Medtronic’s telehealth strategy begins to emerge (UK & US)

Hot on the heels of our two recent posts (12 August and 27 August) on Medtronic’s takeover of Cardiocom, maker of telehealth devices, came the news in the FT yesterday that Medtronic had won cardiology management contracts with NHS hospitals (University Hospital of South Manchester NHS Trust and Imperial College  Healthcare NHS Trust).  They will also develop local cardiac services.

Now in an article today, Fierce Medical Devices explains how the two fit together with the formation of Medtronic Hospital Solutions, “a new business focused on developing novel partnerships with hospitals to  provide services directly related to hospital operational efficiency”. This company will both provide a service to hospital in-patients as well as deploying telehealth to help people stay out of hospital and, if they were in hospital, get discharged earlier.


Perhaps this will begin to drive the use of telehealth in secondary care in the UK which, prior to the NHS’s decision not to reimburse readmissions within 30 days, was a very hard sell to hospitals; indeed even after the 30 day decision, if the chair and chief executive took the enlightened view that it would free up beds for more ‘profitable’ use, those in providing specialties like respiratory and cardiology often saw telehealth as reducing the size of their bed ’empire’ and so strongly resisted it.

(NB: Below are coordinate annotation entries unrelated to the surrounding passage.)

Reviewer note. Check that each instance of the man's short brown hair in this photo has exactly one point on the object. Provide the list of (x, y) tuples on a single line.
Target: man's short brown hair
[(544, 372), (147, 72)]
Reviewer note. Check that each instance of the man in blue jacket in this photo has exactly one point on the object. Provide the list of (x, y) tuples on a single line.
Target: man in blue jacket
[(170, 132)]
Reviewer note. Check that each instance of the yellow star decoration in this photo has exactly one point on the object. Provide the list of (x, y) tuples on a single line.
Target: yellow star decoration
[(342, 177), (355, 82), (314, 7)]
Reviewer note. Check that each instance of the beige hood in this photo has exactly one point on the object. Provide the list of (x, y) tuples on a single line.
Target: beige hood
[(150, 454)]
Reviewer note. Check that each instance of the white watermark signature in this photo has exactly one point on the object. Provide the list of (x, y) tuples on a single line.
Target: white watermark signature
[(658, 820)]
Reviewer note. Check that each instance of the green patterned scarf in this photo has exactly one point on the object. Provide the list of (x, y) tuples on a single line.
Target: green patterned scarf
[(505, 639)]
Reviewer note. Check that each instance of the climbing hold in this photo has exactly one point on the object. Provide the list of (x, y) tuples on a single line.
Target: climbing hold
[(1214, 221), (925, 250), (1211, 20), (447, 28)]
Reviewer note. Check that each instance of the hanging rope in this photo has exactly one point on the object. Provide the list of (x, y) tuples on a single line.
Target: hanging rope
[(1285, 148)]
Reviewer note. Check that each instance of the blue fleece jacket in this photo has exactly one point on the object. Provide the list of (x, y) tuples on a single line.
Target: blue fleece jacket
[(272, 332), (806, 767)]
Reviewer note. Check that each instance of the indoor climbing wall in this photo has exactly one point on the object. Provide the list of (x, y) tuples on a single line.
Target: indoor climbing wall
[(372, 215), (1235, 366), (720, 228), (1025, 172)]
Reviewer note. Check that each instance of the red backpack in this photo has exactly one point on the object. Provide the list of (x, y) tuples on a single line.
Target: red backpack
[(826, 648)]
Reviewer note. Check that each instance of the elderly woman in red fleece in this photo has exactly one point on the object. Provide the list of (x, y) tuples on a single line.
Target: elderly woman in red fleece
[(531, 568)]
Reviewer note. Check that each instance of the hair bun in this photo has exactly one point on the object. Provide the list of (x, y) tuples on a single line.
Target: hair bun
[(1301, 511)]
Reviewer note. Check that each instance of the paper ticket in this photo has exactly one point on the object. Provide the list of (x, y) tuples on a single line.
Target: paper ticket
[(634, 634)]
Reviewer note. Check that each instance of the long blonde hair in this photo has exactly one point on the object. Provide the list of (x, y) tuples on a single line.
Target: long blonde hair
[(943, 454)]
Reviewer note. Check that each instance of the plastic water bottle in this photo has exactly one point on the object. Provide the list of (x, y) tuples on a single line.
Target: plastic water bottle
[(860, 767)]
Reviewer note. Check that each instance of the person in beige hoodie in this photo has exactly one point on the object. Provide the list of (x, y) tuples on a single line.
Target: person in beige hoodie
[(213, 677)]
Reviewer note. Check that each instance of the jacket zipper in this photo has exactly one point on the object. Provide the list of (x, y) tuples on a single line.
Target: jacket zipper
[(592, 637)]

Editor Donna comments: Other strategies which Mr. Ishrak has seemingly transplanted from his former stomping grounds at GE Healthcare are:

    1. Trial strategy in Europe/UK before bringing it to the more complex situation of the US, which we see above. A very smart strategy if the case is made and adapted for our shores.
    2. Purchase significant and essentially controlling shares in partners engaging in peripheral but interesting businesses. This is a little dicier in practice. It allows Medtronic to title it a ‘strategic collaboration’; in reality they give Medtronic control of an outside company without excessive shareholder scrutiny re the bottom line. This can work both favorably and unfavorably in several ways. In this instance, the Fierce article notes the ‘strategic collaboration’ of the 30 percent share that Medtronic has purchased in privately-held NGC Medical SpA (NGC) of Novedrate, Como, Italy which operates outsourced catherization labs in Italy. NGC is also a medical equipment manufacturer and has a reported (D&B) revenue of $72 million. Their website is strangely near-moribund, with their last news posted in 2010 concerning a partnership with US-based BioServe’s genetic testing and research services. One advises the current private shareholders to make sure that promises re funding for expansion in Italy and beyond, publicly made now in the release, are kept.